I haven't looked for the long tubular ones.  But I sure am going to look.  Do they have a special name?


----------



## Gossie (Jan 9, 2007)

My Greek Kitchen - Pastitso

There is a recipe for Pastitso here, you have to check out the page, it has animation.   LoL


----------



## XeniA (Jan 9, 2007)

Gossie said:
			
		

> I haven't looked for the long tubular ones.  But I sure am going to look.  Do they have a special name?



They probably do ... but chances are good the name I'd find here if I ran over to the supermarket would be in Greek, and what good will that do you?!

Use the best you can and don't sweat it Gossie!


----------



## XeniA (Jan 9, 2007)

Okay, I think the name you want is 'bucatini' or at least that's what they call it at Barilla.

There is a possibility that the Greek version has a larger hole though. Does that maybe fall into the category of "everything I ever wanted to know about pastitsio pasta, and more"?!


----------



## Robo410 (Jan 9, 2007)

you can certainly substitute penne.  (zitti is a bit too large)


----------



## Gossie (Jan 13, 2007)

Ayrton said:
			
		

> Okay, I think the name you want is 'bucatini' or at least that's what they call it at Barilla.
> 
> There is a possibility that the Greek version has a larger hole though. Does that maybe fall into the category of "everything I ever wanted to know about pastitsio pasta, and more"?!
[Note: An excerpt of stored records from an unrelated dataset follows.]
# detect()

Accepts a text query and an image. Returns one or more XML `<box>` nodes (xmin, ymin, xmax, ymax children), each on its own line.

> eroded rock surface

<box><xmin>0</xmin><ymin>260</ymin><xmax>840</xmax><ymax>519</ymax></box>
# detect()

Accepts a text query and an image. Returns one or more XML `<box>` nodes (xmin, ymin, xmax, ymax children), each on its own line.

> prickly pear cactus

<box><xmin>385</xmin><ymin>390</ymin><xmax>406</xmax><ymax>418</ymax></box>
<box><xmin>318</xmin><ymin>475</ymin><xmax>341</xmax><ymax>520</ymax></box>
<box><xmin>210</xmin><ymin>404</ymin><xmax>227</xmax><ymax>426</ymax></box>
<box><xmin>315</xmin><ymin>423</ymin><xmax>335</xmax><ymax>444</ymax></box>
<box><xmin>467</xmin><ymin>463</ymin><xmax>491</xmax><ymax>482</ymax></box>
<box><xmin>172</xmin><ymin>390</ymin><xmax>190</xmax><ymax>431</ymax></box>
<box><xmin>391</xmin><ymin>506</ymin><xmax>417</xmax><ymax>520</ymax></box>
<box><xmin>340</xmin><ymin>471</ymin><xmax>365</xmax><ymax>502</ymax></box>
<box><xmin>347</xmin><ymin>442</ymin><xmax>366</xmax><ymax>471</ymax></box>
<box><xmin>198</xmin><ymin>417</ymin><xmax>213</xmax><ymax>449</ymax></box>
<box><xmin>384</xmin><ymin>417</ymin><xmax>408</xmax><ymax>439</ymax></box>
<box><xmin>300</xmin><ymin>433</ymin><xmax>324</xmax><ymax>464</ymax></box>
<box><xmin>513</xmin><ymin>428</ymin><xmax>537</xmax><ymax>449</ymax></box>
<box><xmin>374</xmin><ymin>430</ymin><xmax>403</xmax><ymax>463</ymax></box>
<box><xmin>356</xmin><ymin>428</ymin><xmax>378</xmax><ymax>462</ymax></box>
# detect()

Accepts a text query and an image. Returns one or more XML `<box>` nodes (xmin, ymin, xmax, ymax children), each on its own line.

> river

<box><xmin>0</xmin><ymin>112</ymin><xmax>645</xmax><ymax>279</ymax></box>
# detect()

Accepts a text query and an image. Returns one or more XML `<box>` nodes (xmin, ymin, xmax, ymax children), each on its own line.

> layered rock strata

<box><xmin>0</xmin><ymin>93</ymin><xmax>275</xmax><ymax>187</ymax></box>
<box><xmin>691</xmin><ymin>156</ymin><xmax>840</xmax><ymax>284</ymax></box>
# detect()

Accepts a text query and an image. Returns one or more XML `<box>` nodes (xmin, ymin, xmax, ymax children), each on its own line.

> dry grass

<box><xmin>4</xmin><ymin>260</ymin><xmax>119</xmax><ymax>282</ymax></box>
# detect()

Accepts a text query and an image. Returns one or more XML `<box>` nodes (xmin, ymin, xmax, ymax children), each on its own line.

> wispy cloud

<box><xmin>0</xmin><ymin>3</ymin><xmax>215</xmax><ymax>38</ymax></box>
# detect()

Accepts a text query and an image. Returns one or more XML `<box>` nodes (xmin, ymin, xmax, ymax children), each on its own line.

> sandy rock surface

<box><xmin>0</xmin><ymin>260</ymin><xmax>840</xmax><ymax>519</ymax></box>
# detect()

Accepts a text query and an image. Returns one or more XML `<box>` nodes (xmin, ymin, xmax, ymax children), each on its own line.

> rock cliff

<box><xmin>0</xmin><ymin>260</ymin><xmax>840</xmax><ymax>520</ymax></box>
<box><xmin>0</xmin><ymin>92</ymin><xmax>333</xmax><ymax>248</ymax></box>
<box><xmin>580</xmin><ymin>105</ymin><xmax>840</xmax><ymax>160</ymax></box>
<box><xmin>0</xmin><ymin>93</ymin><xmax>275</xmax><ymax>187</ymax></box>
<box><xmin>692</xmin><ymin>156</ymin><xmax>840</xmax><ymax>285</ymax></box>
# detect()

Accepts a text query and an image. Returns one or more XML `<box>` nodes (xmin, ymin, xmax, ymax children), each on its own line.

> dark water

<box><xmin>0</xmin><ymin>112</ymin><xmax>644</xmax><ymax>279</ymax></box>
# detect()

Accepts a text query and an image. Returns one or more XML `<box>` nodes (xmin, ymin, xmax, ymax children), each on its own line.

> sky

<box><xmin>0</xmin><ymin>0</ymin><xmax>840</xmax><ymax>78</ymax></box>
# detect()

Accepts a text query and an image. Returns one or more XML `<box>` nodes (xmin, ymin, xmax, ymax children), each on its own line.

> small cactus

I like Barilla     Will look for it next major shopping day.  Thanks again, Ayrton


----------



## XeniA (Jan 13, 2007)

Here's another photo, this time "bucati." It appears to be closer to the Greek pastitcio pasta in that it has a larger central hole (again, the Greek stuff's very much like a drinking straw). However, I can't really confirm that you want to look for "bucati" rather than "bucatini" -- I haven't found a really solid confirmation on the Internet that there is a difference, let alone that the difference is the size of the hole ...

Basically, again, just look for something similar, with as large a hole as you can find. If you find something similar that's mostly solid, however, I'd think it's actually less suitable overall than just switching to penne or some such -- solid pasta would make this dish unpleasant, I'd think.

Let us know, huh?!


----------